Adding initial schema and sample

2021-01-14 18:27:14 -08:00 · 2021-01-14 18:27:14 -08:00 · 6c588dded7
--- a/samples/sample_gemm_library.hat
+++ b/samples/sample_gemm_library.hat
@ -0,0 +1,112 @@
+#ifdef TOML
+
+[description]
+comment = "Automatically generated by the RoboCode compiler"
+author = "John Doe"
+version = "1.2.3.5"
+license_url = "https://www.apache.org/licenses/LICENSE-2.0.html"
+
+[functions]
+    [functions.GEMM_B94D27B9934D3E08]
+    name = "GEMM_B94D27B9934D3E08"
+    description = "CPU Implementation of the GEMM algorithm: C = alpha * (A * B) + beta * C with specific sizes."
+    arguments = [
+        { name = "A", description = "left-hand input matrix", logical_type = "affine_array", declared_type = "const float*", element_type = "float", usage = "input", layout = { affine_array = { shape = [ 512, 256 ], affine_map = [ 256, 1 ], affine_offset = 0 } } },
+        { name = "B", description = "right-hand input matrix", logical_type = "affine_array", declared_type = "const float*", element_type = "float", usage = "input", layout = { affine_array = { shape = [ 256, 512 ], affine_map = [ 512, 1 ], affine_offset = 0 } } },
+        { name = "C", description = "result accumulation matrix", logical_type = "affine_array", declared_type = "float*", element_type = "float", usage = "input_output", layout = { affine_array = { shape = [ 512, 512 ], affine_map = [ 512, 1 ], affine_offset = 0 } } },
+        { name = "alpha", description = "Scalar to apply to A*B matrix product", logical_type = "element", declared_type = "float", element_type = "float", usage = "input" },
+        { name = "beta", description = "Scalar to apply to the input C matrix before accumulating", logical_type = "element", declared_type = "float", element_type = "float", usage = "input" }
+    ]
+    return = { name = "return value", description = "GEMM_B94D27B9934D3E08 return value", logical_type = "void", declared_type = "void", element_type = "void", usage = "output" }
+
+        [functions.GEMM_B94D27B9934D3E08.auxiliary]

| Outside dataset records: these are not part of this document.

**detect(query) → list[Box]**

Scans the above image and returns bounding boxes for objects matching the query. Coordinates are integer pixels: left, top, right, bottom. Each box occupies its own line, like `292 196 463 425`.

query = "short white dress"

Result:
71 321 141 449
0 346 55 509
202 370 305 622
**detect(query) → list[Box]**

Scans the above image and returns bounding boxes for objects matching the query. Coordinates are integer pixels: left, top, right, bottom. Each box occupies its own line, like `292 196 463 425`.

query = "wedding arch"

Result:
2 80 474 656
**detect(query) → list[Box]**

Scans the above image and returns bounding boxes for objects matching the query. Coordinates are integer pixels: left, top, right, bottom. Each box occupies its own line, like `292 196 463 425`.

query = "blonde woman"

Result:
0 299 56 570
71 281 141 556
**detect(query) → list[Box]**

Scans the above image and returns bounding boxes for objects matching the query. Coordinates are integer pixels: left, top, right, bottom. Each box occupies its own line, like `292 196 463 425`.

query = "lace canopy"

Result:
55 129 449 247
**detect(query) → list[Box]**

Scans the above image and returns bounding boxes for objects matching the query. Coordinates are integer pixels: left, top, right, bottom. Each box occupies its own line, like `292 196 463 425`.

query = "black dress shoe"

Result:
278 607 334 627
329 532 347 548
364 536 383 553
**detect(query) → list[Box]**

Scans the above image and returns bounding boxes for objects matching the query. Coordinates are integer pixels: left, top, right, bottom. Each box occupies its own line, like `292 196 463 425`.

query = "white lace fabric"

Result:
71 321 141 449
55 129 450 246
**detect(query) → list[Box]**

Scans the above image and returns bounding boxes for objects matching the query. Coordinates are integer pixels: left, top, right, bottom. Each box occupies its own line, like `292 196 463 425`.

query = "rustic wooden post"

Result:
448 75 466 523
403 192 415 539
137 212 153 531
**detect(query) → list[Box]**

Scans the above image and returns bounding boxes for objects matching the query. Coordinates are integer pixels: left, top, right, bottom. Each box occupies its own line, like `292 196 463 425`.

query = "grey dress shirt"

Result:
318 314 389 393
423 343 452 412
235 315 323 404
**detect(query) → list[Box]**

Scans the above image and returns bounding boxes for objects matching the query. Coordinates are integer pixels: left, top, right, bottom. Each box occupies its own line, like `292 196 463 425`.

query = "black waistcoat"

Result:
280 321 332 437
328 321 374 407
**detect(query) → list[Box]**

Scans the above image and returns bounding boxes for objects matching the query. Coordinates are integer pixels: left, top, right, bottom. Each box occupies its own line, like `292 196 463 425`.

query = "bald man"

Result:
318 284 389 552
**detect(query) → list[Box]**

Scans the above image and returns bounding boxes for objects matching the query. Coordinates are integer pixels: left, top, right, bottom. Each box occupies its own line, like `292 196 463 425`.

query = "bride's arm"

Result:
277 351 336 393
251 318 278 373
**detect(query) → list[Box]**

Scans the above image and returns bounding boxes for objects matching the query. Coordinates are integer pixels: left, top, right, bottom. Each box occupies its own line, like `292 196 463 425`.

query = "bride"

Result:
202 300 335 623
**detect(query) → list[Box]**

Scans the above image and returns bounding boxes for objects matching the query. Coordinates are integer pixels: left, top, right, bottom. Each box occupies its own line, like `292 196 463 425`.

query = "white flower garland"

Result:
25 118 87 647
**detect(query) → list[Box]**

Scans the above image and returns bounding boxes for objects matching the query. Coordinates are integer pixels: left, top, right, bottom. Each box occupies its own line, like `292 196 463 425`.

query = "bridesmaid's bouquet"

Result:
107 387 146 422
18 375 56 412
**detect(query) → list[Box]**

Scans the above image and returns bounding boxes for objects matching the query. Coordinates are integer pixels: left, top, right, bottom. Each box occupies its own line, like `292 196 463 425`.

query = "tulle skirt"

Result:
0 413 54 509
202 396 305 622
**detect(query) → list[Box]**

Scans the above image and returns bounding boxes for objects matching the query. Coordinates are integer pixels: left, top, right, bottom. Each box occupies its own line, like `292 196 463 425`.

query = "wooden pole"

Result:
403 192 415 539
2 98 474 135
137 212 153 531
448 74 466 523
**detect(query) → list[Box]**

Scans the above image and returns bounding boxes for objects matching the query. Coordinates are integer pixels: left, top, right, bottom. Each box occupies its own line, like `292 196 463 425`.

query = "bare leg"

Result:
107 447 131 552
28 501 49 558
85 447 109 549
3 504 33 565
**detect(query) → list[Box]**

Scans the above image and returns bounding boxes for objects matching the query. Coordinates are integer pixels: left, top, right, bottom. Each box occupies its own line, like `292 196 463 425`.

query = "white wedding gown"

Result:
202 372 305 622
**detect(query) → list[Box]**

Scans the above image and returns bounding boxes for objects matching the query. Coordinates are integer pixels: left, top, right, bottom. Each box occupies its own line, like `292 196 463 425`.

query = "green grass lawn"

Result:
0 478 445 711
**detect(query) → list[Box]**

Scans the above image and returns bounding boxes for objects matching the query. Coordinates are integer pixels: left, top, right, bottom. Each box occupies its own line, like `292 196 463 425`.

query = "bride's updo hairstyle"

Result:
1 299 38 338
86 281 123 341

+            [functions.GEMM_B94D27B9934D3E08.auxiliary.ORT]
+            node = "gemm"
+
+            [functions.GEMM_B94D27B9934D3E08.auxiliary.MAIC]
+            node = "gemm"
+
+            [functions.GEMM_B94D27B9934D3E08.auxiliary.RoboCode]
+            implementation = "MLAS_Value_GEMM"
+            node = "GEMM"
+                [functions.GEMM_B94D27B9934D3E08.auxiliary.RoboCode.implementation_config]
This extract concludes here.